Churchill proved to be an effective war leader; his resolute and confident assertions in his speeches gave inspiration to the people. He was a good war leader but he was also a treacherous ally, as events later proved. He made a valuable contribution to achieve Britain’s rearmament and capacity for waging effective warfare against the Nazi forces.
He personally saw the German threat as being greater to British interests, in particular to the British colonies, which were being targeted by the Germans. But he also flirted with the idea of going to war with the Soviet Union over the issue of Finland.
Soviet preparations for defending itself against German aggression required access to territories in Finland in order to protect Leningrad. The Finnish government would not agree to this and the Soviet-Finnish war happened.

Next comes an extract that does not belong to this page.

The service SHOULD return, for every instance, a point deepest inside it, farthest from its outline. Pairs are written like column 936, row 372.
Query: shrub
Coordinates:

The British ruling class and media urged all the support it could muster to support Finland. Some aid went and an expeditionary force was standing by when Finland agreed to the Soviet terms for access to the territory required to defend Leningrad.
Undoubtedly some ruling class elements thought this could be a way of declaring war on Russia and resolving the problems with Germany to attack a common enemy. That possibility had now been eliminated.
After the fall of France Churchill said the battle for Europe is over and the Battle of Britain has now begun. It is not altogether clear whether Nazi Germany ever intended to invade Britain. There was only one element of blitzkrieg, namely air power, that could be effectively used and in the struggle for air supremacy over Britain it was Britain who had the initiative. First of all radar enabled our forces to have advance warning of attacks, the number, type and direction of aircraft involved. British pilots were able to take off in the minimum of time and engage the enemy and they were able to engage for longer. The German fighter Messerschmitt 109s fighting over London had only 11 minutes to engage before they had to return to base for refuelling, though their bombers had bigger fuel tanks.
Another factor was the effectiveness of the planes themselves and their well-trained pilots.
The Battle of Britain was won in the air and Churchill made his famous speech: “Never in the field of human conflict has so much been owed by so many to so few.”
What Germany had achieved at this stage of the struggle was a relatively pacified rear whilst it mobilised its forces for the war against the Soviet Union – the war in which, as Churchill stated, the Soviet Red Army tore the guts out of the German war machine.
We shall look at that struggle at a later date.